I have learned five important things about driverless cars since I published a blog post entitled “Cops may feel biggest impact from driverless car revolution.“
1) Self driving cars get into accidents! The head of Google’s self driving car program states here that the Google program has been in 11 minor accidents. The reason why self driving cars get into accidents is clearly articulated by Holman Jenkins in his Wall Street Journal column. He says “Google cars drive like your grandmother.” Google cars follow all rules of the road perfectly. However, most drivers don’t. For most experienced drivers, seeing a traffic light flip from green to yellow means speed up to get through the intersection. For a Google car it means stop. Google cars are programmed to wait 1.5 seconds once a traffic light turns green before going. Where I live, that is a disaster waiting to happen, especially during rush hour, when all drivers take their foot off the brake the moment a red light turns green.
2) Sitting in a self driving car will make some people queasy! The University of Michigan’s Transportation Research Institute did a survey and found between 6% and 12% of all people in self driving cars are expected to experience moderate or severe motion sickness at some time. Being car sick is not an experience unique to self driving vehicles. It is possible to become car sick even in the most luxurious top of the line vehicle available today. Typically only passengers, not drivers become car or motion sick. Since every one is a passenger in a self driving car the incidence of car or motion sickness will increase as self driving cars become more common.
3) Self driving cars might make us less social.

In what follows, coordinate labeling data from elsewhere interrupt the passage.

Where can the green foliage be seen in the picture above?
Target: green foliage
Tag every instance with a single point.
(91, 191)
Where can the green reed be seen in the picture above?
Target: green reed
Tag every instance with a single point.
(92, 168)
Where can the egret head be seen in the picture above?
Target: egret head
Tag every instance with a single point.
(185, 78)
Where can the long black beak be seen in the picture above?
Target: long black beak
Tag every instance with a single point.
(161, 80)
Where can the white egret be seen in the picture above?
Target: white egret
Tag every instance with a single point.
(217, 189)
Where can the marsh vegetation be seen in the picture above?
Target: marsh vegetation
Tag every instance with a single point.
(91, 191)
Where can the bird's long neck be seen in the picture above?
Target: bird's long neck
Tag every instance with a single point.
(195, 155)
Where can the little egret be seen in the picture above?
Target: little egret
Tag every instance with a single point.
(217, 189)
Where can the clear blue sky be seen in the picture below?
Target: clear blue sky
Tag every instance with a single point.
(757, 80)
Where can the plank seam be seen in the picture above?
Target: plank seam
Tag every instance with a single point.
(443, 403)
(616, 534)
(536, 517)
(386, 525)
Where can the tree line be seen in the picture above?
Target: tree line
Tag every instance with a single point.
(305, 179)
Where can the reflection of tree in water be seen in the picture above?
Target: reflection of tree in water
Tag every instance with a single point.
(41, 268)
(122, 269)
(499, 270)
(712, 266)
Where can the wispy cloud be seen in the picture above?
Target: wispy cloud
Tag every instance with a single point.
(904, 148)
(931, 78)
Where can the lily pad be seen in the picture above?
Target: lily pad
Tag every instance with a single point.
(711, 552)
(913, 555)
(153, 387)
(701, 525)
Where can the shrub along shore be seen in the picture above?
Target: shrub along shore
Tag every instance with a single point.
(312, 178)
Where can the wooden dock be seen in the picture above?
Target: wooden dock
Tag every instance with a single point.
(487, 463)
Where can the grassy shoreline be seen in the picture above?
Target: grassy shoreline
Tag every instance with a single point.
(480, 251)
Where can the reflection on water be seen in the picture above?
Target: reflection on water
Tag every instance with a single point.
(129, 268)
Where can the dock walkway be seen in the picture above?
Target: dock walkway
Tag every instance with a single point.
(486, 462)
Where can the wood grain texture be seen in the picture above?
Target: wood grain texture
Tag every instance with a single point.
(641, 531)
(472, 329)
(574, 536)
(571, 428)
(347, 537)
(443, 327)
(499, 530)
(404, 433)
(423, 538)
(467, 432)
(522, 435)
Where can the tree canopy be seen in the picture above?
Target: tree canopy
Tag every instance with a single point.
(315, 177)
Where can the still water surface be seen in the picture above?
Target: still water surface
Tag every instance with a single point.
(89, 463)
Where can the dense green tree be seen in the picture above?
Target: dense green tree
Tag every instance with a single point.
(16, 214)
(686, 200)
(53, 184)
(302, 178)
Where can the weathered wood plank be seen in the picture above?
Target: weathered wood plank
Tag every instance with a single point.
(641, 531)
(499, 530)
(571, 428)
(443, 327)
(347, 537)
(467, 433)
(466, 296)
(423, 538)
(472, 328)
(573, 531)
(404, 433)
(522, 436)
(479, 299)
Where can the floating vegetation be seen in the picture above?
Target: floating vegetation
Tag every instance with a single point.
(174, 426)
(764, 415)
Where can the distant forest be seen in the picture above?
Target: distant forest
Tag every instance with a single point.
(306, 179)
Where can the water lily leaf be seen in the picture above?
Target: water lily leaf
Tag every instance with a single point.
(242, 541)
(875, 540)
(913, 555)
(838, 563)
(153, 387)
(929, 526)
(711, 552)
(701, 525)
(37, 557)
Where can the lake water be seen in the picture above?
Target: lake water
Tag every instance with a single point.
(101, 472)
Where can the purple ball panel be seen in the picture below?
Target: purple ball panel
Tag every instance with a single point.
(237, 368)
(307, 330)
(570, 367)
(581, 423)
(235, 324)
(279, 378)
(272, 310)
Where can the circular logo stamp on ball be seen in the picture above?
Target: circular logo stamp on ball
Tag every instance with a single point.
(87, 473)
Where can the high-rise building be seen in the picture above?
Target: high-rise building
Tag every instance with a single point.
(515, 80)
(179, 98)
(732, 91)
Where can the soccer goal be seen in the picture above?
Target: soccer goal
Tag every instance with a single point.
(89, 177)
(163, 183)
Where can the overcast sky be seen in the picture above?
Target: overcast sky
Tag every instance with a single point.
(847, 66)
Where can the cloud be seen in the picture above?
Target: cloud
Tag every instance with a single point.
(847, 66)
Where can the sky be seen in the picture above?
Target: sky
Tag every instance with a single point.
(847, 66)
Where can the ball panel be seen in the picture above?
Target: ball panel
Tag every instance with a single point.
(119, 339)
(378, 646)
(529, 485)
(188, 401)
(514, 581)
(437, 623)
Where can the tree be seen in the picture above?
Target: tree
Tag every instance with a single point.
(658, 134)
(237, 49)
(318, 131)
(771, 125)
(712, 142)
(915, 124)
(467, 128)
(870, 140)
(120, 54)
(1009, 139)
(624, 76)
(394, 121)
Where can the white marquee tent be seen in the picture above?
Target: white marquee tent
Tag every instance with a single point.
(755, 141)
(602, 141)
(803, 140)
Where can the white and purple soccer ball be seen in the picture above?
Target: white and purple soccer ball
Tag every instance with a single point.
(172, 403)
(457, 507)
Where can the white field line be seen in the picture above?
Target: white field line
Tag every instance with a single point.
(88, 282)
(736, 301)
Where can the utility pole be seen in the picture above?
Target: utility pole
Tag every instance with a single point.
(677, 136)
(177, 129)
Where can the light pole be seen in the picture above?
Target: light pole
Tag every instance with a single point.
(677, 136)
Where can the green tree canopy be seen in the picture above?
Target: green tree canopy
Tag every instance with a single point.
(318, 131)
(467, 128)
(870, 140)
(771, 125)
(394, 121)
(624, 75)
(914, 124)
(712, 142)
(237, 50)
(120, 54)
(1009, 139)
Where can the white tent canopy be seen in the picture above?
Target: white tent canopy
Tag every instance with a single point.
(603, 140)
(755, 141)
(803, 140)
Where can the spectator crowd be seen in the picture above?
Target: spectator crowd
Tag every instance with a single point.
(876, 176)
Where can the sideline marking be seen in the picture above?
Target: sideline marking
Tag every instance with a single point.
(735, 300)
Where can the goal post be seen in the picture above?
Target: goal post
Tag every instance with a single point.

Dan Fink, a lieutenant with the San Rafael, California Police Department wrote a very interesting piece. In his article he points out there is no need for drivers’ licenses since no one is driving. This will enable children to summon a car to get to and from school. While few of us enjoy dragging our children to school or extracurricular activities, shipping them off in a driverless car means less time for socialization within the family. Having cheap self driving cars means fewer school bus rides for children with their peers, resulting in people spending more time alone.
4) Bicyclists are likely the group most at risk when self driving cars become widespread. National Tyre and Autocare, a large English chain of shops doing tire and car repair, created a wonderful, easy-to-read website that explains the technology behind self driving cars. The 8th page talks about when “a cyclist gestures that he intends to make a manoeuvre, the driverless car interprets it correctly and slows down to allow” the turn. While this sounds great, I rarely use hand signals while pedaling my bicycle and rarely see other cyclists use hand signals. The roads where I live are in such poor shape that taking your hands off the handlebars to signal is more dangerous than not signaling. Expecting cyclists to start using hand signals is not something that will happen in much of the world.
5) Self driving cars will boost fleet MPG, but likely will not reduce total gasoline consumption. Modern cars have many components whose sole job is to reduce the extent of injuries in a crash. Bumpers, air bags, seat belts, roll bars, and occupant cages all add extra weight to a car, but help prevent occupants from being hurt. The need for many of these items will disappear as travel become safer due to self-driving cars. Airplanes for example, have seat belts for each passenger, but no air bags since few airlines crash. Reducing or eliminating items which reduce injuries is a simple way to make cars lighter and cheaper. The lighter the car, the higher the miles per gallon (MPG). While increases in MPG reduces gasoline consumption, self driving cars will likely travel more miles, negating the boost in fuel efficiency. There are many people who currently avoid driving during some or all of each day. Self driving cars will cause some of these people to use their cars more often For example, many elderly people avoid driving at night because they have trouble seeing. Self driving cars will enable them to travel at night. Some people avoid driving because parking is difficult or the distance is too long. Self driving cars will eliminate these issue, increasing the miles traveled and boosting demand for gasoline.
Overall, self driving cars will have a huge impact on our lives. I cannot wait to try one out.